A Comparative Look: Gemini CLI vs. Claude Code CLI

I’ve recently been working and experimenting extensively with Claude Code (CC), and I’m very impressed with its capabilities. However, the field of agentic coding is evolving rapidly, and the release of Gemini CLI prompted me to compare its performance against Claude Code in a real-world software development scenario.

TLDR; Gemini CLI is fast and works okay for planning and documentation, but the code generated and debugging capabilities are less impressive compared to Claude Code.
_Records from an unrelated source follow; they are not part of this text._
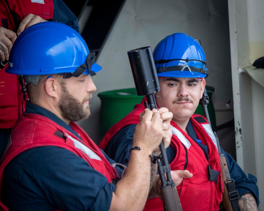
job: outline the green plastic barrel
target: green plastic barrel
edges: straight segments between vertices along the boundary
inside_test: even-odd
[[[110,128],[140,103],[144,96],[139,96],[135,88],[107,91],[98,94],[101,100],[100,134],[105,135]]]
[[[214,88],[206,86],[206,90],[213,92]],[[215,115],[211,100],[212,92],[208,92],[209,104],[207,108],[213,128],[216,127]],[[100,134],[103,136],[110,128],[132,111],[135,105],[140,103],[144,96],[139,96],[135,88],[117,89],[99,93],[101,100],[100,116]],[[202,106],[199,105],[195,113],[205,116]]]

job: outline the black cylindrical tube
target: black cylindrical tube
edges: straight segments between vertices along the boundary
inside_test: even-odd
[[[160,90],[154,59],[150,47],[128,52],[138,95],[146,95]]]

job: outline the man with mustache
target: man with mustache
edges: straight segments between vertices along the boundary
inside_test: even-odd
[[[90,114],[91,76],[102,69],[95,59],[79,34],[59,23],[37,23],[17,39],[6,70],[19,75],[29,101],[0,163],[1,210],[143,209],[159,146],[170,143],[172,114],[141,112],[120,178],[122,169],[74,122]]]
[[[170,123],[173,135],[166,152],[173,179],[176,184],[180,183],[177,188],[183,210],[219,210],[223,184],[215,138],[205,118],[194,114],[204,93],[204,78],[209,74],[204,53],[193,38],[176,33],[159,42],[153,56],[161,88],[155,93],[156,102],[159,107],[167,108],[173,115]],[[145,97],[141,104],[113,126],[98,145],[109,157],[127,163],[132,134],[146,100]],[[248,178],[232,157],[224,154],[240,196],[240,210],[257,210],[256,178],[250,174]],[[180,175],[180,170],[189,173]],[[158,186],[159,183],[156,184]],[[155,190],[159,192],[158,187]],[[163,210],[162,201],[152,194],[144,210]]]

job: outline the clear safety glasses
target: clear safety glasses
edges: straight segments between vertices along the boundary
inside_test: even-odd
[[[169,63],[172,63],[169,64]],[[172,64],[173,63],[173,64]],[[157,69],[158,73],[164,72],[173,71],[174,74],[178,74],[183,71],[188,71],[192,75],[197,73],[206,74],[205,70],[207,62],[196,59],[176,59],[165,60],[162,59],[155,61],[156,64],[163,64],[163,65],[159,67]]]

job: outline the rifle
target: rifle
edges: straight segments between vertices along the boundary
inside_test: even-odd
[[[202,97],[200,100],[199,104],[202,105],[204,109],[205,118],[211,127],[207,107],[207,104],[209,102],[209,98],[207,94],[206,89],[205,87]],[[214,132],[214,133],[216,140],[217,148],[220,157],[222,179],[224,183],[224,193],[223,194],[222,200],[223,205],[227,211],[239,210],[238,199],[239,197],[239,194],[238,191],[236,189],[234,181],[230,177],[226,160],[224,154],[221,151],[219,140],[216,133]]]
[[[195,40],[201,46],[200,39]],[[206,89],[204,88],[204,90],[202,97],[200,100],[199,104],[202,105],[204,109],[205,116],[207,121],[212,128],[212,125],[210,121],[210,118],[207,109],[207,104],[209,103],[209,98],[207,94]],[[217,145],[220,162],[221,165],[221,171],[222,172],[222,179],[224,184],[224,193],[222,201],[223,205],[226,211],[239,211],[238,199],[239,198],[238,192],[235,188],[235,181],[230,177],[227,160],[224,154],[221,151],[220,147],[219,140],[215,131],[214,132]]]
[[[132,50],[128,51],[128,54],[138,95],[146,96],[147,102],[145,103],[145,108],[151,110],[157,109],[154,93],[159,91],[160,88],[150,47]],[[164,165],[161,159],[158,159],[158,169],[161,182],[161,190],[164,210],[182,211],[176,184],[171,174],[171,167],[163,140],[159,147]]]

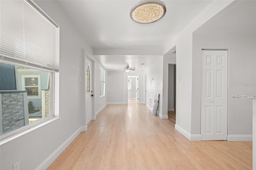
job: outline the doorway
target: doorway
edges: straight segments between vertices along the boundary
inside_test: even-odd
[[[138,104],[139,103],[139,76],[127,76],[128,104]]]
[[[168,111],[176,109],[176,64],[168,65]]]
[[[202,50],[202,140],[227,140],[228,66],[228,50]]]

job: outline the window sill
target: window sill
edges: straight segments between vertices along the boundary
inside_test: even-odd
[[[45,118],[36,123],[29,125],[12,132],[3,134],[0,136],[0,145],[2,145],[58,119],[59,119],[58,117],[54,117],[53,116]]]

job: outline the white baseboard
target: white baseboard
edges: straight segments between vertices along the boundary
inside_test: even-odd
[[[93,119],[94,118],[93,117],[92,118],[93,121],[95,121],[96,120],[96,116],[97,116],[98,114],[99,114],[99,113],[101,111],[103,110],[103,109],[104,109],[105,107],[106,106],[106,105],[107,105],[107,104],[105,104],[105,105],[103,105],[102,107],[99,109],[98,111],[97,111],[95,113],[95,116],[94,117],[94,119]]]
[[[159,117],[161,119],[168,119],[168,115],[163,115],[162,113],[158,112],[158,115],[159,115]]]
[[[47,158],[36,168],[36,170],[46,170],[53,162],[66,149],[74,139],[82,131],[87,130],[87,126],[84,126],[78,128],[73,134],[69,136],[58,148],[57,148],[48,158]]]
[[[80,128],[81,128],[81,131],[86,132],[86,131],[87,131],[87,129],[88,129],[87,127],[88,127],[87,126],[83,126],[81,127],[80,127]]]
[[[122,105],[128,104],[128,102],[107,102],[107,105]]]
[[[252,141],[252,134],[228,134],[228,141],[230,142],[247,142]]]
[[[187,138],[189,140],[190,139],[190,134],[188,132],[184,130],[177,124],[175,124],[175,129],[177,130],[180,133],[181,133],[185,137]]]
[[[174,111],[174,108],[168,108],[168,112],[173,112]]]
[[[148,105],[147,104],[146,104],[146,106],[151,111],[153,111],[153,109],[152,108],[150,108],[150,107],[149,107],[149,105]]]
[[[202,140],[201,134],[190,134],[190,140],[192,141],[200,141]]]
[[[201,140],[201,134],[191,134],[177,124],[175,124],[175,129],[190,140],[193,141]]]

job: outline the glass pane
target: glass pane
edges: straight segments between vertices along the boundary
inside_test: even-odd
[[[90,93],[90,66],[86,64],[86,84],[85,87],[86,87],[86,93]]]
[[[38,95],[38,87],[26,87],[26,90],[28,91],[28,96]]]
[[[52,115],[52,74],[0,62],[0,135]]]
[[[25,78],[25,86],[38,86],[38,79],[37,77]]]

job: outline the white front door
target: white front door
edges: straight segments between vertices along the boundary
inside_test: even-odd
[[[228,50],[202,50],[202,140],[226,140]]]
[[[85,59],[85,93],[86,125],[88,125],[92,120],[92,61],[87,58]]]

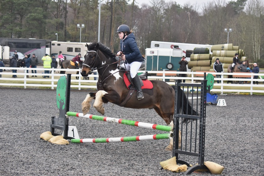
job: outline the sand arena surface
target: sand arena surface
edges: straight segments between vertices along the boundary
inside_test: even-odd
[[[0,175],[182,175],[158,169],[170,158],[169,140],[59,145],[40,139],[58,116],[55,90],[1,89]],[[72,91],[70,110],[81,112],[88,92]],[[263,174],[264,110],[262,96],[220,96],[228,106],[206,106],[205,161],[224,167],[222,175]],[[165,124],[153,109],[105,104],[105,116]],[[92,107],[90,113],[100,115]],[[70,117],[82,138],[165,133],[154,129]],[[190,164],[198,158],[179,155]],[[212,175],[209,173],[191,175]]]

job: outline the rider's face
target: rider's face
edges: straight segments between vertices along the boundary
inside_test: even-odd
[[[123,32],[119,32],[118,33],[118,36],[119,37],[119,39],[123,39],[124,37],[124,33]]]

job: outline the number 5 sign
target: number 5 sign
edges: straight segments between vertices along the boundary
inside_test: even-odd
[[[219,99],[217,102],[217,105],[219,106],[226,106],[225,101],[224,99]]]

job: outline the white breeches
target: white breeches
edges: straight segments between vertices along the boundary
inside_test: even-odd
[[[123,63],[120,67],[126,69],[128,71],[130,71],[130,76],[132,79],[135,77],[136,74],[137,74],[137,71],[140,68],[141,64],[142,64],[142,62],[133,62],[131,63]]]

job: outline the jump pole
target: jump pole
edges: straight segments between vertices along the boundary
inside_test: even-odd
[[[69,116],[82,117],[86,118],[93,119],[93,120],[104,121],[108,122],[124,124],[128,125],[137,126],[146,128],[157,129],[158,130],[160,130],[164,131],[171,132],[171,133],[172,133],[173,128],[173,127],[172,127],[162,125],[157,125],[157,124],[146,123],[145,122],[141,122],[137,121],[133,121],[133,120],[125,120],[121,118],[113,118],[89,114],[84,115],[83,113],[74,113],[70,111],[67,112],[66,114],[67,116]]]
[[[102,143],[104,142],[130,142],[169,139],[170,138],[171,138],[172,137],[172,133],[165,133],[126,137],[81,139],[73,139],[71,140],[71,142],[73,143]]]

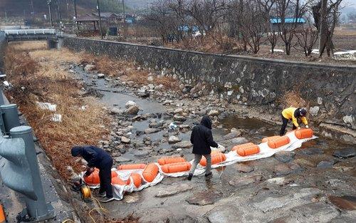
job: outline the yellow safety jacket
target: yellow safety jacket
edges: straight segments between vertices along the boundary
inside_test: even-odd
[[[295,112],[295,110],[297,110],[297,108],[286,108],[282,111],[282,115],[283,115],[284,118],[288,120],[291,120],[294,125],[295,127],[298,127],[299,124],[298,123],[298,120],[297,118],[294,116],[294,113]],[[303,123],[305,125],[308,125],[308,121],[305,117],[300,117],[300,120],[302,120]]]

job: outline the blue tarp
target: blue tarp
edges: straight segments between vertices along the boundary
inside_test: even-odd
[[[192,31],[192,32],[195,33],[197,32],[199,29],[199,27],[197,26],[189,26],[187,25],[182,25],[178,28],[178,30],[184,32],[188,32],[189,31]]]
[[[281,24],[282,21],[282,20],[279,18],[271,19],[269,21],[272,24]],[[305,19],[304,19],[303,18],[286,18],[284,19],[284,21],[286,24],[293,24],[293,23],[305,24]]]

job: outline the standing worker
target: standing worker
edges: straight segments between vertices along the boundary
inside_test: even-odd
[[[308,120],[305,118],[307,115],[307,110],[305,108],[286,108],[282,111],[282,128],[281,128],[281,132],[279,133],[279,135],[282,136],[284,135],[286,132],[286,128],[287,127],[287,124],[288,120],[292,120],[293,123],[293,130],[300,129],[299,124],[298,123],[298,118],[300,118],[301,121],[304,125],[305,125],[306,128],[309,128],[308,126]]]
[[[206,167],[205,167],[205,177],[211,175],[211,150],[210,147],[217,147],[218,144],[213,140],[211,133],[211,120],[208,116],[204,116],[199,125],[193,128],[190,142],[193,144],[193,153],[194,154],[194,161],[190,168],[188,180],[191,180],[199,163],[201,157],[204,155],[206,159]]]
[[[99,196],[106,197],[102,202],[108,202],[114,199],[111,186],[111,167],[113,160],[111,156],[104,150],[93,145],[75,146],[71,150],[73,157],[82,157],[88,162],[85,175],[94,172],[94,167],[99,169],[100,188]]]

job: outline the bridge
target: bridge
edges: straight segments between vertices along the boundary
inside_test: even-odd
[[[36,40],[53,40],[58,38],[56,29],[37,28],[37,29],[5,29],[6,38],[8,42],[36,41]]]

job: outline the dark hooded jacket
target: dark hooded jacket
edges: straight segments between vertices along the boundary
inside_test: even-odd
[[[112,160],[111,156],[104,150],[93,145],[75,146],[72,148],[72,155],[78,155],[88,162],[90,167],[100,168]]]
[[[193,128],[190,142],[193,144],[194,154],[210,154],[211,152],[210,147],[218,147],[218,144],[213,140],[211,120],[208,116],[203,117],[200,124]]]

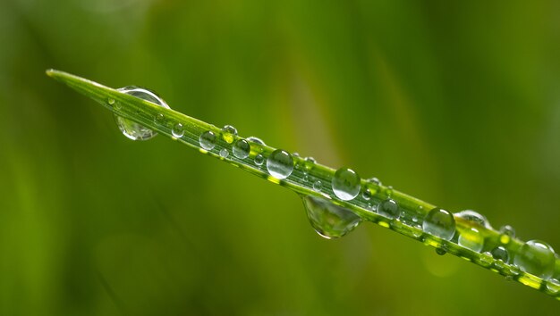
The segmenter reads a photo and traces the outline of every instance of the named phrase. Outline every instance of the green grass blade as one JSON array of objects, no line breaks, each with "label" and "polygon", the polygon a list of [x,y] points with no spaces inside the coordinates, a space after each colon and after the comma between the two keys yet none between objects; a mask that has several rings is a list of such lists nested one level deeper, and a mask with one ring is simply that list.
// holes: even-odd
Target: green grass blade
[{"label": "green grass blade", "polygon": [[[422,231],[417,225],[411,224],[411,222],[415,220],[409,220],[412,217],[423,219],[428,212],[435,207],[433,204],[395,190],[390,187],[372,184],[364,179],[361,179],[361,187],[369,187],[372,193],[369,201],[365,201],[361,198],[355,198],[351,201],[342,201],[334,197],[335,195],[332,195],[332,190],[330,189],[330,183],[336,170],[319,163],[315,163],[310,170],[304,170],[303,167],[294,168],[293,173],[288,178],[277,179],[270,176],[264,165],[258,166],[252,162],[252,159],[257,154],[262,154],[264,157],[267,157],[276,148],[251,143],[250,154],[248,159],[239,159],[233,154],[222,157],[218,154],[222,149],[230,150],[233,142],[242,138],[238,136],[233,136],[233,139],[228,139],[227,137],[222,137],[221,129],[214,125],[196,120],[176,111],[163,108],[150,102],[126,95],[116,89],[102,86],[83,78],[54,70],[47,71],[47,74],[66,84],[81,94],[94,99],[115,114],[136,121],[153,130],[157,130],[158,133],[191,146],[202,154],[230,162],[234,166],[242,168],[270,182],[288,187],[300,195],[328,199],[335,204],[352,211],[364,220],[377,223],[382,227],[420,241],[425,245],[436,247],[437,249],[445,249],[448,254],[463,258],[484,269],[497,272],[508,279],[538,289],[560,300],[560,285],[558,285],[556,281],[552,279],[546,280],[538,276],[523,272],[513,264],[496,261],[488,254],[479,254],[462,247],[455,242],[441,239]],[[156,119],[162,118],[162,115],[163,120]],[[172,133],[173,127],[177,123],[182,124],[184,129],[184,135],[180,138],[174,137]],[[219,136],[216,147],[211,151],[202,149],[199,143],[199,136],[208,130]],[[233,141],[228,142],[226,140]],[[306,164],[306,162],[301,157],[294,156],[293,159],[294,165],[296,166],[304,166]],[[314,181],[319,180],[323,184],[328,184],[328,186],[325,186],[324,190],[317,192],[313,188],[313,181],[308,180],[310,178],[313,179]],[[328,188],[327,187],[328,187]],[[369,203],[378,204],[388,197],[396,201],[400,208],[403,211],[403,214],[405,215],[403,215],[404,217],[402,218],[401,220],[392,220],[381,216],[372,212],[369,206]],[[511,254],[510,256],[512,256],[513,254],[516,254],[524,244],[523,241],[518,238],[509,237],[494,229],[477,225],[476,223],[456,216],[455,221],[459,231],[468,230],[471,227],[475,227],[479,230],[481,236],[484,237],[485,249],[492,249],[495,246],[502,245],[509,251]],[[560,261],[556,257],[556,267],[559,266],[559,262]]]}]

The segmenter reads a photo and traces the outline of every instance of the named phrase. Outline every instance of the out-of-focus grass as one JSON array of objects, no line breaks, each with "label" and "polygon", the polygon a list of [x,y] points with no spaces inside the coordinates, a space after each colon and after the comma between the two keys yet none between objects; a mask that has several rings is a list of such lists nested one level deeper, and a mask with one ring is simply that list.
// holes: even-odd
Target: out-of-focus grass
[{"label": "out-of-focus grass", "polygon": [[0,4],[0,314],[557,310],[373,225],[322,240],[288,191],[164,138],[131,142],[43,75],[148,87],[558,248],[557,4]]}]

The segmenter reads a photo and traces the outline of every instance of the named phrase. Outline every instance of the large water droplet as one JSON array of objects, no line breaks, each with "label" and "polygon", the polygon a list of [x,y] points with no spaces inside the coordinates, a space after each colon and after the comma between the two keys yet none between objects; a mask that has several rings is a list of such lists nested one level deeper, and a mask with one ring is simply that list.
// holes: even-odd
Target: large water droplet
[{"label": "large water droplet", "polygon": [[225,125],[222,129],[222,137],[224,137],[224,140],[225,140],[227,144],[232,144],[236,136],[237,129],[231,125]]},{"label": "large water droplet", "polygon": [[[169,105],[167,105],[167,104],[165,104],[165,102],[162,98],[160,98],[154,92],[147,88],[129,86],[121,87],[118,89],[118,91],[136,96],[142,100],[149,101],[161,107],[169,109]],[[130,139],[148,140],[153,138],[156,135],[157,135],[157,132],[148,129],[147,127],[139,124],[133,121],[124,119],[116,114],[115,114],[115,120],[116,121],[116,125],[119,127],[119,129],[121,129],[121,132],[123,132],[123,135]]]},{"label": "large water droplet", "polygon": [[293,171],[293,158],[285,150],[276,149],[267,159],[267,169],[276,179],[287,178]]},{"label": "large water droplet", "polygon": [[554,273],[556,258],[552,247],[539,240],[530,240],[519,248],[513,262],[525,272],[548,279]]},{"label": "large water droplet", "polygon": [[509,252],[505,247],[499,245],[491,252],[492,257],[496,260],[501,260],[504,263],[509,262]]},{"label": "large water droplet", "polygon": [[239,159],[245,159],[249,157],[249,153],[250,153],[250,145],[245,139],[239,139],[233,144],[233,148],[232,149],[233,152],[233,155]]},{"label": "large water droplet", "polygon": [[360,176],[356,171],[348,168],[336,170],[332,180],[333,192],[343,201],[350,201],[360,194]]},{"label": "large water droplet", "polygon": [[200,134],[199,143],[200,143],[200,147],[203,149],[212,150],[216,147],[216,134],[211,130],[208,130]]},{"label": "large water droplet", "polygon": [[484,215],[472,210],[464,210],[464,211],[456,212],[455,217],[459,217],[463,220],[474,222],[487,229],[490,228],[490,224],[488,220],[486,219],[486,217],[484,217]]},{"label": "large water droplet", "polygon": [[398,219],[401,216],[399,204],[393,199],[386,199],[378,205],[378,213],[389,219]]},{"label": "large water droplet", "polygon": [[480,252],[484,246],[484,237],[477,228],[471,227],[461,231],[457,241],[459,245],[471,249],[474,252]]},{"label": "large water droplet", "polygon": [[451,212],[435,208],[426,215],[422,229],[428,234],[450,240],[455,233],[455,220]]},{"label": "large water droplet", "polygon": [[311,226],[327,239],[338,238],[352,231],[361,219],[352,211],[315,196],[302,196]]}]

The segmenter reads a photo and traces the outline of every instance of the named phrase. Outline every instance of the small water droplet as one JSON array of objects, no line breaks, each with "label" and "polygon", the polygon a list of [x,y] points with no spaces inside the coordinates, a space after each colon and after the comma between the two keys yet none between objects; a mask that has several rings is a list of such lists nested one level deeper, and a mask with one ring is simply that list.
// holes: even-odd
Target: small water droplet
[{"label": "small water droplet", "polygon": [[509,252],[501,245],[492,249],[491,254],[492,257],[496,260],[501,260],[504,263],[507,263],[509,262]]},{"label": "small water droplet", "polygon": [[236,136],[237,129],[231,125],[225,125],[224,128],[222,128],[222,137],[224,137],[224,140],[225,140],[227,144],[232,144]]},{"label": "small water droplet", "polygon": [[450,240],[455,233],[455,220],[448,211],[435,208],[426,215],[422,229],[430,235]]},{"label": "small water droplet", "polygon": [[249,154],[250,153],[250,145],[245,139],[239,139],[233,144],[233,147],[232,148],[233,152],[233,155],[239,159],[245,159],[249,157]]},{"label": "small water droplet", "polygon": [[341,168],[336,170],[332,180],[333,192],[336,197],[343,201],[350,201],[360,194],[361,186],[360,176],[348,168]]},{"label": "small water droplet", "polygon": [[200,147],[202,147],[203,149],[212,150],[214,149],[214,147],[216,147],[216,138],[217,137],[213,131],[208,130],[200,134],[200,137],[199,137],[199,143],[200,143]]},{"label": "small water droplet", "polygon": [[327,239],[338,238],[352,231],[361,219],[352,211],[315,196],[302,196],[311,226]]},{"label": "small water droplet", "polygon": [[381,202],[379,205],[378,205],[378,213],[392,220],[398,219],[401,215],[396,201],[390,198]]},{"label": "small water droplet", "polygon": [[323,182],[321,180],[317,180],[313,182],[313,189],[317,192],[320,192],[323,188]]},{"label": "small water droplet", "polygon": [[255,144],[260,145],[260,146],[267,146],[265,144],[265,142],[262,141],[262,139],[260,139],[259,137],[255,137],[254,136],[250,136],[249,137],[247,137],[247,141],[248,142],[251,142],[251,143],[255,143]]},{"label": "small water droplet", "polygon": [[267,170],[276,179],[287,178],[293,171],[293,158],[285,150],[276,149],[267,159]]},{"label": "small water droplet", "polygon": [[544,279],[554,273],[556,258],[552,247],[539,240],[530,240],[519,248],[513,262],[525,272]]},{"label": "small water droplet", "polygon": [[479,253],[484,246],[484,237],[477,228],[471,227],[459,235],[459,245]]},{"label": "small water droplet", "polygon": [[551,279],[547,282],[547,290],[550,294],[556,294],[560,292],[560,281],[556,279]]},{"label": "small water droplet", "polygon": [[480,213],[472,210],[464,210],[455,213],[455,217],[462,218],[463,220],[476,223],[477,225],[489,229],[490,224],[488,220]]},{"label": "small water droplet", "polygon": [[265,157],[262,154],[259,154],[255,156],[255,164],[258,166],[261,166],[265,162]]},{"label": "small water droplet", "polygon": [[171,134],[173,134],[174,137],[181,138],[184,135],[184,129],[182,128],[182,124],[177,123],[173,129],[171,129]]},{"label": "small water droplet", "polygon": [[[162,98],[160,98],[159,96],[157,96],[157,95],[148,89],[134,86],[129,86],[121,87],[118,89],[118,91],[127,95],[131,95],[132,96],[136,96],[142,100],[149,101],[161,107],[169,109],[169,105],[167,105],[167,104],[165,104],[165,102]],[[118,102],[115,104],[115,108],[117,107],[117,104],[119,104]],[[116,114],[115,114],[115,120],[116,121],[116,125],[119,127],[119,129],[121,129],[121,132],[123,132],[123,135],[124,135],[129,139],[148,140],[153,138],[154,137],[156,137],[156,135],[157,135],[157,132],[132,120],[124,119]]]}]

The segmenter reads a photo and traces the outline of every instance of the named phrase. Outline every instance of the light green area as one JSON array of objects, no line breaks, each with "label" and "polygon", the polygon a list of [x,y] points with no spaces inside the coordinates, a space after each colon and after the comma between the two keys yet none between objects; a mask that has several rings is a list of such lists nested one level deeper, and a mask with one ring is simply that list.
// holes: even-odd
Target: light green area
[{"label": "light green area", "polygon": [[[115,2],[117,4],[117,2]],[[0,314],[550,314],[557,301],[165,137],[58,68],[560,247],[558,4],[0,3]],[[523,282],[534,284],[530,278]]]}]

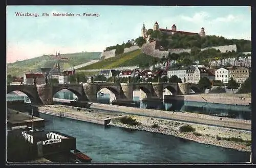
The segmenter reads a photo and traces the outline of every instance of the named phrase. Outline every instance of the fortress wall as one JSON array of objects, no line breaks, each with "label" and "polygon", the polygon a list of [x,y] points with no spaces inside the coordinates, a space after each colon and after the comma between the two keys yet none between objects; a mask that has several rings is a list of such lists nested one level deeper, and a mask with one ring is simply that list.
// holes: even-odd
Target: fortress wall
[{"label": "fortress wall", "polygon": [[223,46],[207,47],[201,49],[201,51],[204,51],[209,49],[214,49],[217,50],[220,50],[221,53],[225,53],[226,51],[227,51],[228,52],[229,51],[232,52],[232,50],[234,51],[235,52],[237,52],[237,45],[234,44],[234,45],[223,45]]},{"label": "fortress wall", "polygon": [[[133,45],[129,48],[125,48],[123,53],[128,53],[140,49],[140,48],[138,45]],[[113,49],[109,51],[104,51],[102,52],[101,55],[100,55],[100,59],[102,59],[103,58],[104,58],[104,59],[107,59],[115,57],[115,51],[116,49]]]},{"label": "fortress wall", "polygon": [[132,52],[134,50],[136,50],[138,49],[140,49],[140,48],[139,47],[139,46],[136,45],[133,45],[130,48],[125,48],[124,49],[124,51],[123,52],[124,53],[128,53],[130,52]]},{"label": "fortress wall", "polygon": [[[144,44],[142,46],[142,52],[155,57],[162,58],[163,56],[166,57],[169,53],[168,51],[160,51],[156,49],[156,41],[154,41],[150,43]],[[169,50],[171,53],[180,53],[187,52],[190,53],[191,49],[174,49]]]},{"label": "fortress wall", "polygon": [[251,66],[251,57],[241,57],[238,60],[236,58],[226,58],[211,61],[210,63],[212,66],[225,65],[228,63],[233,66],[241,66],[245,65],[246,66]]},{"label": "fortress wall", "polygon": [[111,58],[115,57],[115,52],[116,51],[116,49],[113,49],[112,50],[109,51],[104,51],[101,53],[101,55],[100,55],[100,59],[107,59],[109,58]]}]

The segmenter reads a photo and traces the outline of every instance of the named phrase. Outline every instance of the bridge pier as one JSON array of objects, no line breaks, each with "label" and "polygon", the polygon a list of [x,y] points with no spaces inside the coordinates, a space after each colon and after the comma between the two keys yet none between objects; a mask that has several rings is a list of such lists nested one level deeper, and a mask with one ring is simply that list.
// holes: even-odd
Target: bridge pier
[{"label": "bridge pier", "polygon": [[123,90],[124,98],[122,98],[129,101],[133,101],[133,83],[120,83],[122,90]]},{"label": "bridge pier", "polygon": [[42,104],[44,105],[53,104],[52,95],[52,86],[50,85],[38,85],[36,88],[38,93],[39,98]]},{"label": "bridge pier", "polygon": [[187,94],[188,92],[188,83],[178,83],[179,94]]},{"label": "bridge pier", "polygon": [[[159,83],[152,83],[152,87],[153,88],[153,91],[155,91],[155,97],[154,97],[153,99],[158,98],[160,100],[163,100],[163,84]],[[154,96],[153,94],[153,96]],[[155,97],[155,98],[154,98]]]},{"label": "bridge pier", "polygon": [[97,102],[97,91],[98,85],[93,83],[87,83],[82,84],[83,90],[91,102]]}]

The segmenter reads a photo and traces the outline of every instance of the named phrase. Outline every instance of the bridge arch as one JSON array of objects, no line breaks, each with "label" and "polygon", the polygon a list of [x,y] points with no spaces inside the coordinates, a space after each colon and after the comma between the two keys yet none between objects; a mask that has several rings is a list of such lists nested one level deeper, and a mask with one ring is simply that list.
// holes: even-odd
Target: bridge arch
[{"label": "bridge arch", "polygon": [[52,91],[53,97],[54,97],[55,94],[57,93],[60,91],[65,89],[71,91],[71,92],[73,93],[74,94],[75,94],[77,97],[78,100],[80,101],[84,100],[84,98],[87,99],[87,97],[86,96],[86,95],[85,95],[85,93],[83,94],[83,93],[81,93],[80,90],[76,90],[75,89],[73,89],[72,87],[66,87],[57,88],[54,90],[53,90]]},{"label": "bridge arch", "polygon": [[7,92],[6,92],[7,94],[8,93],[11,93],[11,92],[15,91],[19,91],[25,94],[30,99],[30,102],[31,102],[31,103],[32,104],[37,104],[41,103],[41,101],[39,100],[39,99],[38,97],[36,97],[36,95],[34,95],[33,93],[31,93],[30,91],[28,91],[26,90],[23,90],[23,89],[15,89],[15,90],[12,90],[12,89],[9,89],[7,90]]},{"label": "bridge arch", "polygon": [[198,86],[188,86],[188,91],[191,93],[191,90],[195,92],[195,93],[201,93],[202,90],[199,88]]},{"label": "bridge arch", "polygon": [[[177,95],[178,94],[178,91],[171,85],[166,86],[163,89],[165,89],[165,95]],[[166,91],[166,89],[167,90]]]},{"label": "bridge arch", "polygon": [[142,90],[145,94],[147,98],[150,98],[152,96],[152,93],[146,87],[140,86],[139,89]]},{"label": "bridge arch", "polygon": [[98,88],[98,89],[97,89],[97,90],[96,90],[97,91],[96,94],[98,94],[99,92],[100,93],[100,90],[102,90],[102,89],[106,89],[109,90],[109,91],[110,91],[110,92],[111,92],[114,94],[115,94],[115,99],[120,99],[121,98],[121,95],[120,94],[120,91],[118,91],[118,90],[117,90],[117,89],[115,88],[114,86],[112,87],[111,86],[100,87]]}]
The installation and setup for Gemini CLI were straightforward. I initiated my test case: creating a simple company webpage. Instead of providing a detailed markdown file, I asked it to generate an initial GEMINI.md from a two-sentence company description. It successfully expanded this into a comprehensive document outlining the company’s mission, core services, and the primary development objective: a professional, single-page marketing website.

Experiment #

I proceeded to ask it to generate the single marketing page, without specifying a technology stack. Gemini determined that a Next.js application would be most suitable and began the generation process. However, it faltered on the first attempt. It announced the website’s completion and prompted me to run npm run dev, but the package.json was empty and contained no scripts. There was nothing to execute, let alone celebrate. When I pointed out the empty package.json and asked for a fix, it attempted various solutions but only managed to dig itself into a deeper hole without resolving the issue.

This was not a promising start, as this task should be well within the capabilities of modern coding agents. After instructing it to delete the directory and start over, it succeeded on the second try. I then requested a color scheme change based on an online color palette. It correctly identified the colors on the page, interpreted their characteristics (e.g., “vibrant red,” “subtle blue”), and updated the CSS accordingly. This part worked nicely. When asked to make the background more dynamic, it generated a pleasant moving grid. I did notice, however, that the generated code was somewhat verbose, but it was functional.

Since these agents all use Large Language Models (LLMs) under the hood, I figured translating the page into a second language (Dutch) would be a mild challenge. Instead, Gemini went completely off the rails. While the textual translations were perfectly fine, it failed to serve the two pages from the /nl and /en paths, which it had proposed itself. It resorted to some very unconventional methods, such as creating a literal [lang] directory (including the square brackets!) to house the pages. It also attempted to create middleware, but something went wrong, and it was unable to fix it. After several minutes of this, I brought in my companion Claude Code to clean up the mess, which it did in under a minute. Claude’s explanation was clear: “Fixed! The issue was a conflict between the middleware-based i18n routing and the i18n configuration in next.config.js. I removed the i18n config since you’re using middleware for language routing with the App Router.” A lesson for Gemini, perhaps.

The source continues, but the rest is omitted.